Group 1 (animals 18954, 18955, 18958): 18954 accepted the VCA greater than 200 days, rejecting the epidermis only when challenged with multiple split thickness skin grafts (STSG) 235 days after transplantation. 18955 and 18958 accepted their VCAs but rejected the epidermis on days 45 and 85 respectively.
Group 2 (animals 19842, 19941): 19842 rejected epidermis on day 40, and 19941 on day 28. All animals except for 19941, which underwent graftectomy due to chronic wound infection, maintained viable muscle and dermis throughout. Pathology demonstrated cellular infiltrate, localized mostly to the skin, at the time of epidermal rejection in all cases. This was more intense in animals in Group 2.
All animals remained donor specific hypo-responsive by CML, with the exception of 18955 which developed a CML response following challenge with a split-thickness skin graft 100 days following VCA. However systemic tolerance of donor MHC was maintained, as demonstrated by acceptance of a subsequent kidney retransplant.

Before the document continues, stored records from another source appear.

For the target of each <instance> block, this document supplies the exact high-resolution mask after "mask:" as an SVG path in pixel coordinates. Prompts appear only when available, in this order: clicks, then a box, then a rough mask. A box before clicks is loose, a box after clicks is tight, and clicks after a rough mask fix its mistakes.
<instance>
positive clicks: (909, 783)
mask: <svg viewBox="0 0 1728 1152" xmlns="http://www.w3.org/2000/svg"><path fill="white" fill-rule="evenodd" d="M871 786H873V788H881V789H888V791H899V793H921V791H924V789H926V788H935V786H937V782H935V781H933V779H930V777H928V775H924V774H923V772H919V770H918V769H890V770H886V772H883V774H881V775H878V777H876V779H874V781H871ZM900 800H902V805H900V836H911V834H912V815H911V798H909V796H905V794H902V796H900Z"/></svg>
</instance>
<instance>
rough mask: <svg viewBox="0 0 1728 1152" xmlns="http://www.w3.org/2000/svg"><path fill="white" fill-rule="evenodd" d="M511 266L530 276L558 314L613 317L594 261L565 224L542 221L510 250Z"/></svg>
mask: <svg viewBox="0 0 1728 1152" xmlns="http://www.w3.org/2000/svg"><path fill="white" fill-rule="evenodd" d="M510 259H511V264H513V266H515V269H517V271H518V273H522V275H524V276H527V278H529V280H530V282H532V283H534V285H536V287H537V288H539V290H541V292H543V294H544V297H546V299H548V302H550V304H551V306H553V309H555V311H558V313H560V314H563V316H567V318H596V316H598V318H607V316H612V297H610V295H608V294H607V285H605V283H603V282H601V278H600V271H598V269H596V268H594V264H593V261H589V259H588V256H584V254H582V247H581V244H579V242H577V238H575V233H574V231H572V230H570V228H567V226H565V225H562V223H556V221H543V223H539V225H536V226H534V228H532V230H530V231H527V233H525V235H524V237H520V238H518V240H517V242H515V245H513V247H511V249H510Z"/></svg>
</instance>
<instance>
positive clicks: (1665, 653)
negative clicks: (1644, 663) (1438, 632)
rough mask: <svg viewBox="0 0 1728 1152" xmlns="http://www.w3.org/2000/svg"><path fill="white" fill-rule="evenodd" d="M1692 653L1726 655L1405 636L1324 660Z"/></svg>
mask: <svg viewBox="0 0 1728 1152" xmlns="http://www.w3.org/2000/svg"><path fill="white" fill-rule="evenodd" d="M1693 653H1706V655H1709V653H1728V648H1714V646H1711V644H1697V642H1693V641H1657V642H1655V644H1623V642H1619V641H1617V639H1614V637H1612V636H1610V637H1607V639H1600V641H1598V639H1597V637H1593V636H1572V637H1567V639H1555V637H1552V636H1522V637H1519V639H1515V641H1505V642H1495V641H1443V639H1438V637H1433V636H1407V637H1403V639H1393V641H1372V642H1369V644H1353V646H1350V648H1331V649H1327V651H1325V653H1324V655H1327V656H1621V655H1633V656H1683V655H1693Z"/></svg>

No animal developed an anti-donor antibody response.
Animal 18954 had significantly higher absolute numbers of circulating CD4/CD25/Foxp3+ regulatory T-cells at the time of VCA transplantation than any other animal. This correlates with VCA survival.
CONCLUSION:
Skin survival was prolonged in VCAs transplanted during the maintenance phase of tolerance. The animal with the longest survival had the greatest number of circulating T-regs. Skin rejection without rejection of other components of the VCA or the kidney, demonstrates split tolerance and suggests that a cellular response can be mounted toward skin specific antigens, without breaking tolerance of donor MHC.